Author | Harriet Beecher Stowe |
---|---|
Original title | Uncle Tom's Cabin; or, Life Among the Lowly. |
Illustrator | Hammatt Billings |
Language | English |
Genre | Novel |
Published | March 20, 1852 (two volumes) |
Publisher | John P. Jewett and Company, after serialization in The National Era beginning June 5, 1851 |
Publication place | United States |
OCLC | 1077982310 |
813.3 | |
LC Class | PS2954 .U5 |
Followed by | A Key to Uncle Tom's Cabin |
Uncle Tom's Cabin; or, Life Among the Lowly is an anti-slavery novel by American author Harriet Beecher Stowe. Published in two volumes in 1852, the novel had a profound effect on attitudes toward African Americans and slavery in the U.S., and is said to have "helped lay the groundwork for the [American] Civil War".[1][2][3]
Stowe, a Connecticut-born teacher at the Hartford Female Seminary, was part of the religious Beecher family and an active abolitionist. She wrote the sentimental novel to depict the reality of slavery while also asserting that Christian love could overcome slavery.[4][5][6] The novel focuses on the character of Uncle Tom, a long-suffering black slave around whom the stories of the other characters revolve.
In the United States, Uncle Tom's Cabin was the best-selling novel and the second best-selling book of the 19th century, following the Bible.[7][8] It is credited with helping fuel the abolitionist cause in the 1850s.[9] The influence attributed to the book was so great that a likely apocryphal story arose of Abraham Lincoln meeting Stowe at the start of the Civil War and declaring, "So this is the little lady who started this great war."[10][11]

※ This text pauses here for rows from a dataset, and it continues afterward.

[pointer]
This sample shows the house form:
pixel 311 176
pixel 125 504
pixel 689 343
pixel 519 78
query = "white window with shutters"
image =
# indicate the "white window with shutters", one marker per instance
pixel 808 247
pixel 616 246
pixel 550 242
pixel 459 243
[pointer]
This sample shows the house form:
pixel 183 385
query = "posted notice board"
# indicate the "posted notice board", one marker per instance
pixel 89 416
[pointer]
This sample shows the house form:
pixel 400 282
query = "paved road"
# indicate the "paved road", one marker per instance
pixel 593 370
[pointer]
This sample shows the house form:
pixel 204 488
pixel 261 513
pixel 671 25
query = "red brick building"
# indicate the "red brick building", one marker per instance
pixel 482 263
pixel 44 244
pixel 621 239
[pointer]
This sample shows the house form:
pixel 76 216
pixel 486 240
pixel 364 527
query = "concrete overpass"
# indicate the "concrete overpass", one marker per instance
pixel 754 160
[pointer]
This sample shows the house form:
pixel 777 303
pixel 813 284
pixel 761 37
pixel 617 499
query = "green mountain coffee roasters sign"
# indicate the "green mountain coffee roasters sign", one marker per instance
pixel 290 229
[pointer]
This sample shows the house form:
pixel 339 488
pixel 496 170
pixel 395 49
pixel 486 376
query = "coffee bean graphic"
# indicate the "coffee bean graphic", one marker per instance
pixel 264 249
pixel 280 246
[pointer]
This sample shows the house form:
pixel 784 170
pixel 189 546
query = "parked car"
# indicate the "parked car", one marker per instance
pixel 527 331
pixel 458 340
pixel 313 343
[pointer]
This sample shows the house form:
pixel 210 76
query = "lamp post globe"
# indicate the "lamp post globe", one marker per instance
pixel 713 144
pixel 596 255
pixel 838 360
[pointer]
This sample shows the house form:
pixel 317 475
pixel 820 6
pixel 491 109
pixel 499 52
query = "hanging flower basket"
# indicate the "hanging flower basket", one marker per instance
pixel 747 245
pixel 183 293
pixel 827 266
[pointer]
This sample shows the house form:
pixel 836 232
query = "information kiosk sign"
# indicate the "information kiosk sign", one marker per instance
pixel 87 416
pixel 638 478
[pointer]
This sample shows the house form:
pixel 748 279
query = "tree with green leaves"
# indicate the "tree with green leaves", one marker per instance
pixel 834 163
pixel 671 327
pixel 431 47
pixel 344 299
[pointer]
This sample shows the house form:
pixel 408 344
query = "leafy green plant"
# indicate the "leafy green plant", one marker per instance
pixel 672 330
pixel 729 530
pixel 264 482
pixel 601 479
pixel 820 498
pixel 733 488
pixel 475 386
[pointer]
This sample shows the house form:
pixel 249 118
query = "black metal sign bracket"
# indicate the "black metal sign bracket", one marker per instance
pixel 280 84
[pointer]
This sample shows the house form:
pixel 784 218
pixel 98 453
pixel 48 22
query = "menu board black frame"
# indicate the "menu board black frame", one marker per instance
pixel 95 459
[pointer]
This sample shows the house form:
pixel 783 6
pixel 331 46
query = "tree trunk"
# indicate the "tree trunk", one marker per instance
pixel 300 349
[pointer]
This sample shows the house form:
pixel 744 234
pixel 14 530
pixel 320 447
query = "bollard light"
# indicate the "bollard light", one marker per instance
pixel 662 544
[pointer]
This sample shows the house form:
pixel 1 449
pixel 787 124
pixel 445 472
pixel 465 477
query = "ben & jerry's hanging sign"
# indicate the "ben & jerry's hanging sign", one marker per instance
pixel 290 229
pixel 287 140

The book and the plays it inspired helped popularize a number of negative stereotypes about black people,[12][13][3] including that of the namesake character "Uncle Tom". The term came to be associated with an excessively subservient person.[14] These later associations with Uncle Tom's Cabin have, to an extent, overshadowed the historical effects of the book as a "vital antislavery tool".[15] Nonetheless, the novel remains a "landmark" in protest literature,[16] with later books such as The Jungle by Upton Sinclair and Silent Spring by Rachel Carson owing a large debt to it.[17]